Il datore di lavoro, oltre alla diffida a regolarizzare la posizione dei tre dipendenti, è stato destinatario di una sanzione amministrativa da un minimo di 5.400 ad un massimo di 32.400 euro, nonché di un ulteriore provvedimento di chiusura temporanea dell’esercizio in ragione del fatto che i lavoratori irregolarmente impiegati costituivano oltre il 20% del totale della forza lavoro. 

Nell’ambito del citato controllo, l’analisi della posizione dei lavoratori ha fatto altresì emergere che uno di loro aveva inoltrato all’I.N.P.S. apposita istanza per la concessione del reddito di cittadinanza: lo sviluppo dell’analisi della documentazione ha evidenziato che il soggetto non aveva comunicato all’Ente erogatore del beneficio l’esistenza del rapporto di lavoro, integrando, di fatto, una condotta illecita. 

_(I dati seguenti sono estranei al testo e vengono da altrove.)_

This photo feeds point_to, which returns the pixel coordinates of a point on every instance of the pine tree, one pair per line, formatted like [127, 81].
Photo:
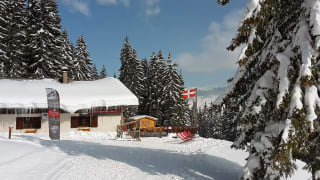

Per tale circostanza, il lavoratore – il quale non aveva ancora ricevuto alcuna provvidenza economica – è stato segnalato alla locale Autorità Giudiziaria. 

In questo ultimo periodo, caratterizzato da una diffusa richiesta di sovvenzioni pubbliche per sopperire alle situazioni di difficoltà economiche connesse all’emergenza epidemiologica, l’attività di controllo operata dal Corpo nel comparto delle pubbliche provvidenze è ancora maggiormente e con più incidenza mirata alla verifica che le stesse siano erogate nei confronti dei soggetti realmente ricadenti nelle condizioni di “sofferenza” e che gli aiuti economici non vadano “dispersi” andando a beneficio di chi artatamente rappresenta una situazione di difficoltà.

 

 

In tal senso, negli ultimi giorni, le Fiamme Gialle del Comando Provinciale di Cagliari hanno concluso due controlli, entrambi riscontranti casi di irregolarità.

In una prima circostanza, i Finanzieri hanno accertato che un soggetto, successivamente alla presentazione della domanda per la concessione del reddito di cittadinanza, aveva instaurato due distinti rapporti di lavoro - individuati attraverso le rispettive comunicazioni obbligatorie da parte del datore di lavoro - senza effettuare le dovute comunicazioni all’I.N.P.S..

 

In un secondo caso, invece, l’esame delle informazioni rilevate nelle banche dati ha evidenziato che il richiedente il reddito di cittadinanza aveva omesso di indicare, nella Dichiarazione Sostitutiva Unica presentata ai fini del calcolo dell’ISEE, un componente del nucleo familiare percettore di reddito proprio e che quindi poneva la condizione reddituale dell’istante fuori dai parametri previsti per la concessione del beneficio.

 

I Finanzieri hanno provveduto a segnalare entrambi i soggetti all’Autorità Giudiziaria, nonché ad evidenziare la loro posizione all’ente erogatore del sussidio per la revoca dello stesso ed per il recupero delle somme indebitamente percepite, ammontanti nel complesso a 7.548 euro.

 

Questa attività di controllo sulla corretta fruizione di risorse pubbliche proseguiranno per tutto il periodo dell’emergenza sanitaria, accanto ai controlli sul divieto di allontanarsi dalle proprie abitazioni – tranne che per i casi previsti – e sul rispetto della disciplina sull’operatività di attività produttive ed esercizi commerciali.

Continueranno in parallelo anche le attività di polizia economica finanziaria volte alla prevenzione e repressione delle pratiche anticoncorrenziali, degli accaparramenti e delle manovre speculative sui prezzi, commesse approfittando dell’aumento della richiesta sul mercato di dispositivi di protezione individuale, di agenti biocidi e di apparecchiature elettromedicali, oltre che, in ragione dell’accentuata richiesta di taluni prodotti, alle violazioni che riguardino la disciplina sulla pubblicità dei prezzi, la qualità delle merci nonché i casi di frode in commercio.